Fehr said “it’s never easy playing against friends” with the stakes so high. Penguins captain Sidney Crosby conceded, for instance, it’s still a bit odd to see former Penguins Matt Niskanen and Brooks Orpik wearing Capitals’ red.
But the Penguins also dealt with this in the first round with forward Carl Hagelin, who scored an overtime game winner to eliminate Pittsburgh from the postseason last year as a member of the New York Rangers. This season, he scored for the Penguins when they eliminated the Rangers in Game 5. Such is life in the free agency era.

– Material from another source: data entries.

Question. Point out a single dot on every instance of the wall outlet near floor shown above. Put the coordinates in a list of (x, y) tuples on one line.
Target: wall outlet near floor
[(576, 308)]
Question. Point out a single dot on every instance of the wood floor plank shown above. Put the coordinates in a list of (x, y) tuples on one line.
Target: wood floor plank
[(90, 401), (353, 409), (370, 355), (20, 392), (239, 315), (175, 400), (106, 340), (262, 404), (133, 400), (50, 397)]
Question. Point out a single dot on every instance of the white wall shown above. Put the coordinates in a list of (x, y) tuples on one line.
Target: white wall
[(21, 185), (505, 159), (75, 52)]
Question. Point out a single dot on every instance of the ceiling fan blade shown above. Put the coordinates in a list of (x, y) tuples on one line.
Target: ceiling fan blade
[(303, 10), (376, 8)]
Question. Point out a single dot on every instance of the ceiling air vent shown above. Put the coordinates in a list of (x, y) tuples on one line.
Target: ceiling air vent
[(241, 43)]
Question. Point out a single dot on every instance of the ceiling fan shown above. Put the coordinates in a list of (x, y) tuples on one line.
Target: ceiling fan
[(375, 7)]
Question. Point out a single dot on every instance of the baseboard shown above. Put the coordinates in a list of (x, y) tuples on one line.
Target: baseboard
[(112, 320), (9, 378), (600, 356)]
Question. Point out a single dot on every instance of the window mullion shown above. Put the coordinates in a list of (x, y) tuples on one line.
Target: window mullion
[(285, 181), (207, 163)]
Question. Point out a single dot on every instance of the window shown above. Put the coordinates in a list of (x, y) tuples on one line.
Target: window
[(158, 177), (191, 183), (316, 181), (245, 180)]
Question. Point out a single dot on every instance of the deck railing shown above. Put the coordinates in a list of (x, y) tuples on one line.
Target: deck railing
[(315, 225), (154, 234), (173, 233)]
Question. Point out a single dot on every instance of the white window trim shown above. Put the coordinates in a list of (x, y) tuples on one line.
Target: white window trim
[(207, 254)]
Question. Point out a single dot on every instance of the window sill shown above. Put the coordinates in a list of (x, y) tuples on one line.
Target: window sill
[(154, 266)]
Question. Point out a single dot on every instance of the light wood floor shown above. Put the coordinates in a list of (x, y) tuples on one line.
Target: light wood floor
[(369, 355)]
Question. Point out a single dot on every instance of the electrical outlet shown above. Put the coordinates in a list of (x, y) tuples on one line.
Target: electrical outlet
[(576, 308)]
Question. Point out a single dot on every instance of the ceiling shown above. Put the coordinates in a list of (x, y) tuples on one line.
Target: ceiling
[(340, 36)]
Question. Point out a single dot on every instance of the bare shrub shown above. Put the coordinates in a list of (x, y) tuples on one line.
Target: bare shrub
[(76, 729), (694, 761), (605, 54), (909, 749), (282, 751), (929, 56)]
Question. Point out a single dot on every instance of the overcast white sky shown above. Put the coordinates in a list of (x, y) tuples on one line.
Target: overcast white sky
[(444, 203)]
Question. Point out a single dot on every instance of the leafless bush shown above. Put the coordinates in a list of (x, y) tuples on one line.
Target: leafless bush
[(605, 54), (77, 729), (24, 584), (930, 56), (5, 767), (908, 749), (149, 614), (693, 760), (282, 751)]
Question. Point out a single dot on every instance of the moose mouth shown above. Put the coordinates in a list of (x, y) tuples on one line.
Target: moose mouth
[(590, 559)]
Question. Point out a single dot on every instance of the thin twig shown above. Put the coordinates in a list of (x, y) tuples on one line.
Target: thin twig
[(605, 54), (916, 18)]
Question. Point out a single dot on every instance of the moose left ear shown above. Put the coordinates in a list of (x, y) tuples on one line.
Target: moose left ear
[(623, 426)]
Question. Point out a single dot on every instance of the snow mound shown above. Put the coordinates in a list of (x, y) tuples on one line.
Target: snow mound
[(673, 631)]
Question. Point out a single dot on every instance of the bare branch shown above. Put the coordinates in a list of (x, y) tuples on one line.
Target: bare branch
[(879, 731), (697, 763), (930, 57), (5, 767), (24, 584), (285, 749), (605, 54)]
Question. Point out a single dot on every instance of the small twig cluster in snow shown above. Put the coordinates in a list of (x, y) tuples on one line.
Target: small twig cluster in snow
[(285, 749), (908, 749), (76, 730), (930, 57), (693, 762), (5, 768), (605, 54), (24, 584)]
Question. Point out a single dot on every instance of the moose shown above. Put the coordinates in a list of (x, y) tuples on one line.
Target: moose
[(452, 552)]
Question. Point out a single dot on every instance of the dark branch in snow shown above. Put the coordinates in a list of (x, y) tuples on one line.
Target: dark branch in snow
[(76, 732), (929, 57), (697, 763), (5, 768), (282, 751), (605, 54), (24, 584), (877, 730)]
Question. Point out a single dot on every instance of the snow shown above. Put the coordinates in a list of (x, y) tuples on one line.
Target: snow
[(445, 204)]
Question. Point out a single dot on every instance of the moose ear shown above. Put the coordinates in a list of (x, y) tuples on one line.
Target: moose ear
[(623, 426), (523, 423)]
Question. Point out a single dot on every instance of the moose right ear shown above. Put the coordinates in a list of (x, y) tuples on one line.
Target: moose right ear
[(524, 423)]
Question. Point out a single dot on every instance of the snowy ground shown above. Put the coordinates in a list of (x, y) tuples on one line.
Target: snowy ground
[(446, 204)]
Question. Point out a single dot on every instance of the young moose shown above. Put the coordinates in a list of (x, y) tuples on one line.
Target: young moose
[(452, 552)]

“Everyone quickly forgets that and you’re happy to have him in the room,” Crosby said of Fehr and Hagelin. “I think you turn the page pretty quick and you welcome them with open arms.”
Given the multitude of roles Fehr fills with the Penguins now, his transition was smooth upon returning to full health. As in Washington, he’s a prominent penalty killer and can easily be shuffled into different positions along with up and down the lineup. Coach Mike Sullivan called Fehr’s versatility “invaluable” Tuesday, and he scored a goal in Game 4 against the Rangers as part of center Evgeni Malkin’s line.
Fehr had eight goals and six assists in 55 games during the regular season, but he often thought about his former team as it raced away with the Presidents’ Trophy. He had already guessed what the ending to the story could be.
“Kind of saw this coming,” Fehr said. “I knew if we wanted a chance to win the Cup, it was going to have to go through Washington.”